For the OpenStax Tutor project, Baraniuk, a professor of electrical and computer engineering, has teamed up with experts in cognitive science including Butler.
One of the problems with current approaches to learning is they tend to be "cognitively uninformed," meaning they fail to take advantage of the latest research on how we really learn and remember what we have learned, Baraniuk said.
Left to their own devices, students also tend to choose ineffective study strategies, Butler said. "They're very focused on the short term, so there's a lot of cramming going on," he said. That's a problem because information learned in a rush tends not to be retained very well, he said. What works much better is to space out learning, with testing and refreshing doses of learning spread out over time.
What's most productive isn't necessarily what's easiest. "We want to present students with desirable difficulties," Butler said. "So we have this tension between what people like and what's good for them." Although these cognitive principles could be applied without the use of technology, the benefit of an online learning system is the volume of data it can collect and drive back into future improvements, Butler said. Early results from OpenStax Tutor show that the boost in knowledge retention, just by driving students to retrieve and use their knowledge more frequently, is worth about a half letter grade in performance improvement, he said.
Attempts to personalize the learning experience are not new. Their downfall in most cases has been that they are too expensive and labor intensive, requiring the hand coding of rules assembled by lectures in each discipline, Butler said. OpenStax Tutor is trying to break that cycle by applying machine learning techniques to the problem of analyzing student performance and making recommendations for further study, he said. "We need to make this technology cheaper and easier to apply."
Although the idea that a computer could figure out study recommendations for students without human intervention might be foreign to educators, it's exactly the sort of thing Netflix and Amazon are doing when they recommend additional products you might enjoy based on your past search and purchase activity, Baraniuk said. "Tremendous progress has been made on so-called recommender systems."
OpenStax Tutor is designed so that individual students decide whom their data will be shared with, making it possible for them to be working with multiple instructors and learning coaches on the same material. Still, he recognizes the continuing need to focus on issues of student data privacy that will be "as vexing as anything having to do with electronic medical records."

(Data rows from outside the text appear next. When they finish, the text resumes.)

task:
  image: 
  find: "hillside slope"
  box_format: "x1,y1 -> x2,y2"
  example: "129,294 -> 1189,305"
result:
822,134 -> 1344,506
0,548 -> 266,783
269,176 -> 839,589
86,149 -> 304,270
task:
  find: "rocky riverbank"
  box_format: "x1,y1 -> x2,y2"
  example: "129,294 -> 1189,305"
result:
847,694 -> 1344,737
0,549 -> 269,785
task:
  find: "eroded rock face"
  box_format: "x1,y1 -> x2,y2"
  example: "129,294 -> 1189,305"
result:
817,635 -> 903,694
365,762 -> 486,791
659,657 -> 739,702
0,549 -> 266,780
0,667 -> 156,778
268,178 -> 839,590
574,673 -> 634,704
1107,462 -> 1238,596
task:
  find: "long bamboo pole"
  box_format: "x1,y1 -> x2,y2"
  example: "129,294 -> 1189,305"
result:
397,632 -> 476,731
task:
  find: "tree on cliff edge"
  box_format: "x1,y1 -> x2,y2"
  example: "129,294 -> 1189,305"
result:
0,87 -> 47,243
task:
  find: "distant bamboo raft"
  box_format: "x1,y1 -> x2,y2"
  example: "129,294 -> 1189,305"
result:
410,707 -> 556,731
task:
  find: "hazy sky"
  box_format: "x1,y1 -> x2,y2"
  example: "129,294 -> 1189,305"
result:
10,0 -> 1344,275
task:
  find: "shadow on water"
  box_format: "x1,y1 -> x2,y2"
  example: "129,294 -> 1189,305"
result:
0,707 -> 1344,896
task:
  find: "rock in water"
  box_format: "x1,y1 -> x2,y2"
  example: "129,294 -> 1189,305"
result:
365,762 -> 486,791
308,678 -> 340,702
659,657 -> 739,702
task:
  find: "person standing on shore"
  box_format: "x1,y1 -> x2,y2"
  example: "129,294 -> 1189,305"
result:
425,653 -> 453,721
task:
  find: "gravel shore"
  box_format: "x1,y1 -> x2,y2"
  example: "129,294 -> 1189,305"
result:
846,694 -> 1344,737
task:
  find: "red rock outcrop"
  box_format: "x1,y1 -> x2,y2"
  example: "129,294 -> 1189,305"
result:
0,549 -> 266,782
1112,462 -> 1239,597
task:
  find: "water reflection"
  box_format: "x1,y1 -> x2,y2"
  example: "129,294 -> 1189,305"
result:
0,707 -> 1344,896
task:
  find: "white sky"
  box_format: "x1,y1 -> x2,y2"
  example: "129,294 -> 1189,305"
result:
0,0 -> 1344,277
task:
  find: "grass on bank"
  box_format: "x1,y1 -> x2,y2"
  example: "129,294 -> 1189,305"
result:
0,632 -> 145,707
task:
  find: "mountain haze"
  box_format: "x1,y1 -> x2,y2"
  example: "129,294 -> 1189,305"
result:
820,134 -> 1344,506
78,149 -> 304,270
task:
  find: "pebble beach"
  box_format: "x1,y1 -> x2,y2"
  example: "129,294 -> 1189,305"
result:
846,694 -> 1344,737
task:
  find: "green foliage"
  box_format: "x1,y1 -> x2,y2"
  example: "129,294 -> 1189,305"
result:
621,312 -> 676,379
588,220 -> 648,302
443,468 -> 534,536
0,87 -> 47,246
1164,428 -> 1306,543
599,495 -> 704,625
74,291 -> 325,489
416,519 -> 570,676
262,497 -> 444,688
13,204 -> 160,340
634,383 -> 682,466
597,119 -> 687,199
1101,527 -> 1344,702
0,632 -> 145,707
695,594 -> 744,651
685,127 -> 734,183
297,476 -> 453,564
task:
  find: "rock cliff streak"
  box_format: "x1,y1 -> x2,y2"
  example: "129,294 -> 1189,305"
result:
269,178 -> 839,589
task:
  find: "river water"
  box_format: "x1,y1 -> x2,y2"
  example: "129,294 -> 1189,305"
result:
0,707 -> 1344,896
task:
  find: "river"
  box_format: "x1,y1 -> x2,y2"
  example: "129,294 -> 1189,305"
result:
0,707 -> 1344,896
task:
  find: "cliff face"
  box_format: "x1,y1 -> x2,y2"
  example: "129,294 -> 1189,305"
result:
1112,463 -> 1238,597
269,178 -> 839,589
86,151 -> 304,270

Currently in beta, OpenStax Tutor is being made available as a free Web resource, although in the future there could be a charge to institutions that implement it on a large scale, Baraniuk said. So far, it works best with multiple-choice assessments, although he hopes that technologies for assessing free-form text will advance rapidly in the coming years. The application is designed for use with other open educational resources, such as those from Connexions or Quadbase assessment quizzes. However, individual professors can assemble any assortment of Web-accessible resources, including proprietary ones, to create homework assignments or digital study guides for their students, Baraniuk said.
"My feeling is the more open your tools, the more users your system is going to have and the more data you get to work with," Baraniuk said.